The below site has a very nice summary of Xenix at Microsoft (I’ve linked it a couple of times before):
http://seefigure1.com/2014/04/15/xenixtime.html

By this time, there was growing retail demand for Xenix on IBM-compatible personal computer hardware, but Microsoft made the strategic decision not to sell Xenix in the consumer market; instead, they entered into an agreement with a company called the Santa Cruz Operation to package, sell and support Xenix for those customers.

That's not entirely true.  The first personal computer I used was an IBM PC/AT, and I bought MS-branded Xenix (System III) for it.  It was a box full of floppies, and it came with the MS C compiler (CL.EXE etc.) which could compile for Xenix or cross-compile for MS-DOS.  That way I could write command-line programs on Xenix and deliver them for DOS.

 In a way it is the same dynamic that kept C89 and Bash in place for so long: people know it, it is good enough and it works everywhere.

C89 has plenty of obvious successors; bash does not.
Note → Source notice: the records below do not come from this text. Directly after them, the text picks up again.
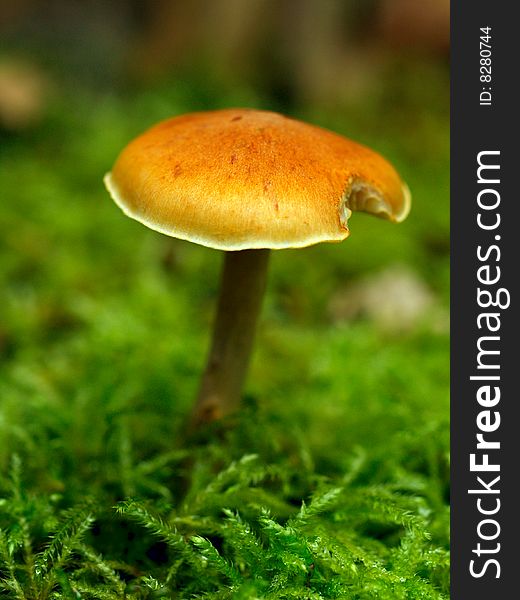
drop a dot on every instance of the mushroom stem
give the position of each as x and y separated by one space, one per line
243 282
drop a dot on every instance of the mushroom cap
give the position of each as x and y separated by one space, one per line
239 179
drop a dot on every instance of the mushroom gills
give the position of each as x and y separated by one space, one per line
364 198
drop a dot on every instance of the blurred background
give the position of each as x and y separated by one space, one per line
102 316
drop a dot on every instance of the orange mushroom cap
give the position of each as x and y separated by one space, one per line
239 179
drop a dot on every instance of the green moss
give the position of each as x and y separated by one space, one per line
333 480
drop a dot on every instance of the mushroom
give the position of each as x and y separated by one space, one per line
246 182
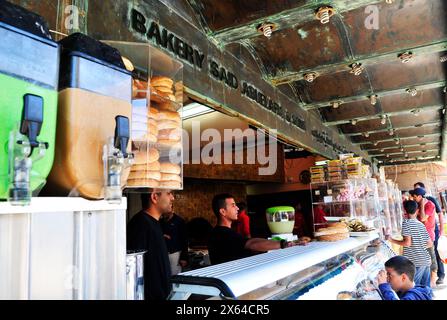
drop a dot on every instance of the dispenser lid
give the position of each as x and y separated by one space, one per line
22 19
86 47
274 210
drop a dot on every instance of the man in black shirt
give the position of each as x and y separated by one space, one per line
225 244
144 233
175 233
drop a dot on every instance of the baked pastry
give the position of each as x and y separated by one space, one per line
144 156
167 167
170 184
144 183
152 166
170 177
153 175
169 115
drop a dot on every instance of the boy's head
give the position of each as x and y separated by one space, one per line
411 207
400 272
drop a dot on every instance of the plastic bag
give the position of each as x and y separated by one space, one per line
442 248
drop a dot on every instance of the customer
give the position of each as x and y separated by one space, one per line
144 233
439 230
242 225
176 236
427 217
415 242
396 283
225 244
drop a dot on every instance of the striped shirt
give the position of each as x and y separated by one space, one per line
417 253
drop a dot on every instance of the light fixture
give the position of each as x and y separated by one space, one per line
412 91
336 104
406 56
267 29
356 68
324 14
310 77
194 109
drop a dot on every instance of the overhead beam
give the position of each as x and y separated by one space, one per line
383 93
403 146
378 115
366 60
393 128
392 139
402 162
283 20
403 152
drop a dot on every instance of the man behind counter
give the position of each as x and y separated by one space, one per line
225 244
144 233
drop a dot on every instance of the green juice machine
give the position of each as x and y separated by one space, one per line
29 70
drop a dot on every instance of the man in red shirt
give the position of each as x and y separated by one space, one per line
242 226
427 217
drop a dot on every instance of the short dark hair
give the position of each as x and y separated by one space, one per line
242 206
410 206
420 184
402 265
219 202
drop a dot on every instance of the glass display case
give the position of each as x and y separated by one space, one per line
156 120
345 199
320 271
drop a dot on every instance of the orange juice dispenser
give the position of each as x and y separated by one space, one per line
93 129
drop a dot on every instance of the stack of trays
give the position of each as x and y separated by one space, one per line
335 169
317 174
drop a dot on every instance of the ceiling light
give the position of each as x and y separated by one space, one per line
267 29
195 109
310 77
356 68
336 104
412 91
324 14
406 56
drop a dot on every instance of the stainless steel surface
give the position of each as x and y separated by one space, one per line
135 275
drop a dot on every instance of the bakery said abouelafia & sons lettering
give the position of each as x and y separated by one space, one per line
193 56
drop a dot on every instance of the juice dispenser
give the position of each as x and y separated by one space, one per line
29 69
93 120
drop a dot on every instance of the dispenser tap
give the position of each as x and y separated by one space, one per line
22 144
116 159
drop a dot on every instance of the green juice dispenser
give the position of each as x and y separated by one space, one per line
29 71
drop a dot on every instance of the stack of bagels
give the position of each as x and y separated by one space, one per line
332 232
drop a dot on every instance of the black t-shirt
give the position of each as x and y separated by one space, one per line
144 233
225 244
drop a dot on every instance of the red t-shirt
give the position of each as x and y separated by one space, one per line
243 224
431 220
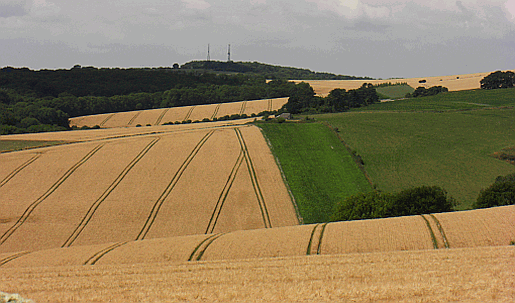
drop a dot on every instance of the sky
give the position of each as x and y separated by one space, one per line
380 39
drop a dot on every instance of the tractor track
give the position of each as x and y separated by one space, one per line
157 205
87 218
54 186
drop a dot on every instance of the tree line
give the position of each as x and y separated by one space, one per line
304 100
35 101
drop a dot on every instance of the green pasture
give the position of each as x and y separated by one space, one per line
395 91
11 145
450 149
470 99
318 168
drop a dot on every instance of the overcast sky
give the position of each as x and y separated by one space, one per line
392 38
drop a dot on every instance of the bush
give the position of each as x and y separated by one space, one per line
421 200
502 192
498 79
363 206
412 201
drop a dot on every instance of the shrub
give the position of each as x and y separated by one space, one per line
502 192
363 206
421 200
412 201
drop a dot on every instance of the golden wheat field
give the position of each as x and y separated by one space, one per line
146 186
467 275
174 114
453 83
200 212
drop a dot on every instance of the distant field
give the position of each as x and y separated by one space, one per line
8 145
451 149
178 114
470 99
396 91
453 83
319 170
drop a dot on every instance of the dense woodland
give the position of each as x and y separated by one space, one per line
35 101
266 70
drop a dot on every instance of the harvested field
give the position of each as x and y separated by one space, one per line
478 274
453 83
165 115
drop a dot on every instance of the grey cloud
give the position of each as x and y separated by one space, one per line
13 8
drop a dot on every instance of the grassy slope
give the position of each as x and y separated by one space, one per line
451 149
395 91
318 168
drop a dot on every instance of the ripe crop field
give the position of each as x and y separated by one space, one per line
467 229
147 186
319 169
460 100
450 149
396 91
453 83
165 115
477 274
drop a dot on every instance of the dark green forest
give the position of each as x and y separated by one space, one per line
265 70
44 100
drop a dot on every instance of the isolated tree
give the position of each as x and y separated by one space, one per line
502 192
498 79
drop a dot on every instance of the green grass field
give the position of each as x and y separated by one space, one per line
450 149
395 91
459 100
319 169
9 145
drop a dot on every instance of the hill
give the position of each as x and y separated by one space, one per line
265 70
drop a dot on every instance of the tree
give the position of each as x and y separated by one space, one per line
501 192
498 79
421 200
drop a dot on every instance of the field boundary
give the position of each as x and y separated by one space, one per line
161 116
433 237
19 168
199 251
13 257
98 255
442 232
54 186
225 192
253 178
134 118
315 240
157 205
93 208
189 113
349 149
216 111
107 119
283 176
243 107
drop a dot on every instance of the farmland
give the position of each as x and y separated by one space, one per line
145 180
178 114
201 212
319 170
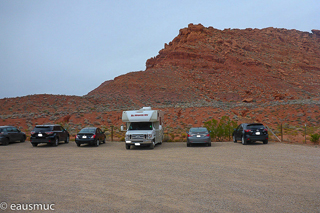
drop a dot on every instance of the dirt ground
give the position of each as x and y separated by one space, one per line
226 177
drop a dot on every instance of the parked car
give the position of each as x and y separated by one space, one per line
90 135
11 134
50 134
251 132
198 135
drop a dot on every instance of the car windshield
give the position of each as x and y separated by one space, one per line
140 126
87 130
255 126
201 129
42 128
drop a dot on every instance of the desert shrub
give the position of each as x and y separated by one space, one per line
315 138
165 138
221 129
172 136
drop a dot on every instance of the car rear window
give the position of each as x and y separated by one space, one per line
198 130
42 128
87 131
255 126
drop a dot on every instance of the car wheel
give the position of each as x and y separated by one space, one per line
56 142
152 145
243 141
5 141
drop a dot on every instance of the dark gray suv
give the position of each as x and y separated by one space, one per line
11 134
50 134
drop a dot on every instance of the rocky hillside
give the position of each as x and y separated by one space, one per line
265 75
206 64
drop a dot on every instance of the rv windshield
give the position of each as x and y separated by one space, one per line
140 126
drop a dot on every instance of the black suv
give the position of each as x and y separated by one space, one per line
50 134
250 133
11 134
90 135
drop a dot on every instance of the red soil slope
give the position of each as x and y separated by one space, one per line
264 75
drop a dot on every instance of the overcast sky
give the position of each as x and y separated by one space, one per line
70 47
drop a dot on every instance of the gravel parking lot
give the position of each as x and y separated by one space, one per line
226 177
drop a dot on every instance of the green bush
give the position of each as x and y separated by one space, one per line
221 129
165 138
315 138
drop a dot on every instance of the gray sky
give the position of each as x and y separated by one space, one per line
70 47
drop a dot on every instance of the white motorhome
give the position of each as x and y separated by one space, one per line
144 127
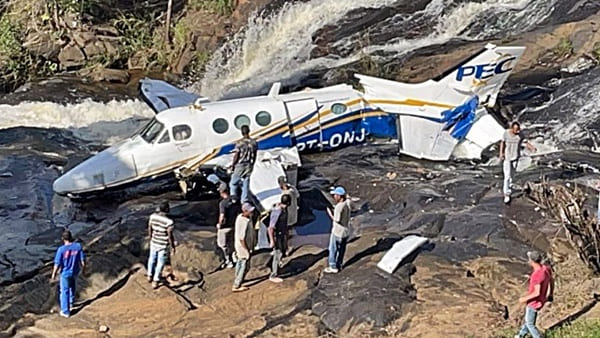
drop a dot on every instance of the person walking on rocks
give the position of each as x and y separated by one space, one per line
339 232
69 260
243 163
541 290
243 243
278 235
160 232
228 211
292 210
510 152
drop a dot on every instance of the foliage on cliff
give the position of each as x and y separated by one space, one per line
41 37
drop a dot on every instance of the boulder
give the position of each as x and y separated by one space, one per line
71 56
42 44
109 75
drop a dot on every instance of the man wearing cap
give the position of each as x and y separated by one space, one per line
69 259
243 162
160 232
339 231
278 235
292 210
541 290
244 234
228 211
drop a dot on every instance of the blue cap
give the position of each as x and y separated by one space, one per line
338 191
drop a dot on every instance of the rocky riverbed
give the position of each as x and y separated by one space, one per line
465 282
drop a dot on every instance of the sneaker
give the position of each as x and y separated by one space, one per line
331 270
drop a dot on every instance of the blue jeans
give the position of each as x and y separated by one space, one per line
529 325
240 176
241 268
337 249
67 292
156 262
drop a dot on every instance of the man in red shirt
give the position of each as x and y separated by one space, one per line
541 289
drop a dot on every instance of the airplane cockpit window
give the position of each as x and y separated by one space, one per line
220 126
263 118
165 138
182 132
338 108
241 120
152 130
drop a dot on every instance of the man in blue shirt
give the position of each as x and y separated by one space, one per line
69 259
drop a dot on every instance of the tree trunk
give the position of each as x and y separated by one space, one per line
167 29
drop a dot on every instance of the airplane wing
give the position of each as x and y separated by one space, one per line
160 95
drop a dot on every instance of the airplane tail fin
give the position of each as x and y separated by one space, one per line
482 75
437 115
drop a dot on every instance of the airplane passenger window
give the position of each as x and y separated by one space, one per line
241 120
151 132
182 132
165 138
220 126
338 108
263 118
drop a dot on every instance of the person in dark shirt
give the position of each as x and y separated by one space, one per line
69 260
228 211
278 235
243 163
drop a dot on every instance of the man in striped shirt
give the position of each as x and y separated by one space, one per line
160 232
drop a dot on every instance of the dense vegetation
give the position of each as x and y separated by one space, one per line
34 32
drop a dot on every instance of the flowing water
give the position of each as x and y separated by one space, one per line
38 139
278 47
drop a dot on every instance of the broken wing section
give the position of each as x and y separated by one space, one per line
160 95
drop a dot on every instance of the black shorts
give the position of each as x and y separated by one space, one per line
281 242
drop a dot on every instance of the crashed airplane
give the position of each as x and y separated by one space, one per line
437 120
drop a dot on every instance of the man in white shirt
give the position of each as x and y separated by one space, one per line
510 152
340 231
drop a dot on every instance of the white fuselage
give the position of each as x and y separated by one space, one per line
419 115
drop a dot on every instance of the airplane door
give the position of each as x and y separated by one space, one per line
303 120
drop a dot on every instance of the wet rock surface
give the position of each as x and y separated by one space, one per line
472 272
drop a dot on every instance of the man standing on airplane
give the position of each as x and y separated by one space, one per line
243 162
541 290
292 210
510 152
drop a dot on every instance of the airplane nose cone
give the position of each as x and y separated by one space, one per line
96 173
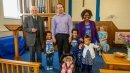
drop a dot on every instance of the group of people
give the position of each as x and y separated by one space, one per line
63 35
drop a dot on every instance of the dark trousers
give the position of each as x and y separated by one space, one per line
62 43
49 59
37 47
78 56
88 68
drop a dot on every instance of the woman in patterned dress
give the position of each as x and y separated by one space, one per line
103 41
88 54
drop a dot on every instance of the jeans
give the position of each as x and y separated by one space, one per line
78 56
49 59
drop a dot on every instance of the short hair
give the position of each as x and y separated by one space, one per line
46 32
87 36
33 7
74 30
60 4
84 11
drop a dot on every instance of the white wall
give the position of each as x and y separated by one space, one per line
6 21
120 9
77 8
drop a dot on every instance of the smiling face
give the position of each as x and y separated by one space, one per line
60 9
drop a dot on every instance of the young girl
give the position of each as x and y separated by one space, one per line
49 50
88 54
75 49
67 66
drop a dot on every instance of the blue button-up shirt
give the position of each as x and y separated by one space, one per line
61 24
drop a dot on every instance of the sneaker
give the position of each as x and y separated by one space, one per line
51 68
48 68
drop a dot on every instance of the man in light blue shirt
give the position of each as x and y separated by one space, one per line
61 30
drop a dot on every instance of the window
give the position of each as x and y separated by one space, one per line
11 9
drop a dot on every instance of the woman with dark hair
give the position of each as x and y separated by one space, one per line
87 27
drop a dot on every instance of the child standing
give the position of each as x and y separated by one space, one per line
49 50
75 49
88 54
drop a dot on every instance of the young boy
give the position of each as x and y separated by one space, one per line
49 50
75 48
88 54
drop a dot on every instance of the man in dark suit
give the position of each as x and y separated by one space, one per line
34 26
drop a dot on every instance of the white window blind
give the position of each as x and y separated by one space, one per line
11 9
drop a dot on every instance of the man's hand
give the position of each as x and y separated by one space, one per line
54 40
70 39
34 29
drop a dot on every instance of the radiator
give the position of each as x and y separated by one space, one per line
117 36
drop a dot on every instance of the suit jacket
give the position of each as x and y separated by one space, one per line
82 30
27 27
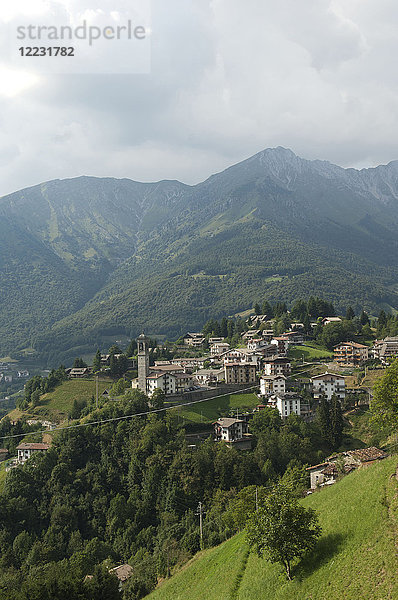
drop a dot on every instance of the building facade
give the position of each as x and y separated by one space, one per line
350 354
143 362
237 372
328 384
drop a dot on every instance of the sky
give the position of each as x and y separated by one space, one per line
226 79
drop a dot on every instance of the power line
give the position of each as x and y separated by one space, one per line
142 414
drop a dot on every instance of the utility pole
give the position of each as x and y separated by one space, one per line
200 513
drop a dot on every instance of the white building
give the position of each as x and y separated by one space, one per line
385 349
287 404
26 449
206 376
328 384
219 348
272 384
164 381
279 365
230 430
282 344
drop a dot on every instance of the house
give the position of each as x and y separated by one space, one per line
218 348
123 573
190 363
184 382
23 374
272 384
261 345
278 365
251 334
45 424
235 432
242 355
27 449
78 373
253 319
281 343
350 354
215 340
385 349
326 473
295 337
161 380
195 340
362 457
165 367
328 384
208 376
287 404
237 372
329 320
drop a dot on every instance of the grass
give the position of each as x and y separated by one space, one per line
310 351
355 558
57 404
210 410
3 473
361 428
372 376
219 568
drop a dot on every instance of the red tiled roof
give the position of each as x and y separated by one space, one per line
33 446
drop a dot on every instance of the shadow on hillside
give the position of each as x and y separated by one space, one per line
327 547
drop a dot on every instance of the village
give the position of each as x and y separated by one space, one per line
210 366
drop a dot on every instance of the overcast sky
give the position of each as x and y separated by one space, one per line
227 79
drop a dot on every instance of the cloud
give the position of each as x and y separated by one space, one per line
227 80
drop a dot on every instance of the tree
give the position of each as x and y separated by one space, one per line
384 405
336 421
282 530
267 309
257 309
79 363
157 399
97 361
323 418
364 319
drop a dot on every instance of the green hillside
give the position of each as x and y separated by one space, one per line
212 409
56 405
85 258
356 557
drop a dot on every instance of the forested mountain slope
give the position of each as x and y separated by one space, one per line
355 557
83 257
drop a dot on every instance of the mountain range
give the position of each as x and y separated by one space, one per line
86 258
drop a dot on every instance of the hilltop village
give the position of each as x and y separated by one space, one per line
278 358
191 433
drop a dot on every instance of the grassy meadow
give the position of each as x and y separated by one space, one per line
57 404
210 410
355 558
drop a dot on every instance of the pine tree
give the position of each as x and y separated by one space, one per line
364 319
324 421
336 422
97 361
267 309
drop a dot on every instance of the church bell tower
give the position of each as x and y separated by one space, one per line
143 362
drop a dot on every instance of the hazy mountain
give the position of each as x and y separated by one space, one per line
84 257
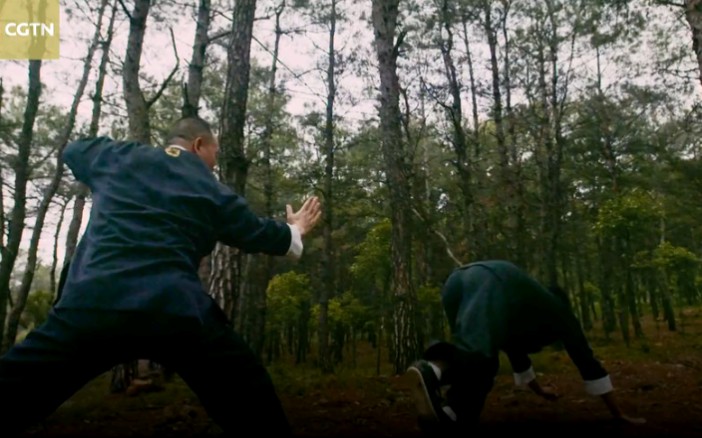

Seeing the Cutler interviews reminded me of the old joke that there are only two operating systems left: Unix and VMS (Linux being Unix-family and Windows being VMS-family). 

OS/360 (now in the form of z/OS) is still very much with us.  z/OS is Posix-certified, but it is fairly distant from Linux, *BSD, or Solaris.  (It is not to be confused with Linux running on System Z virtualized.)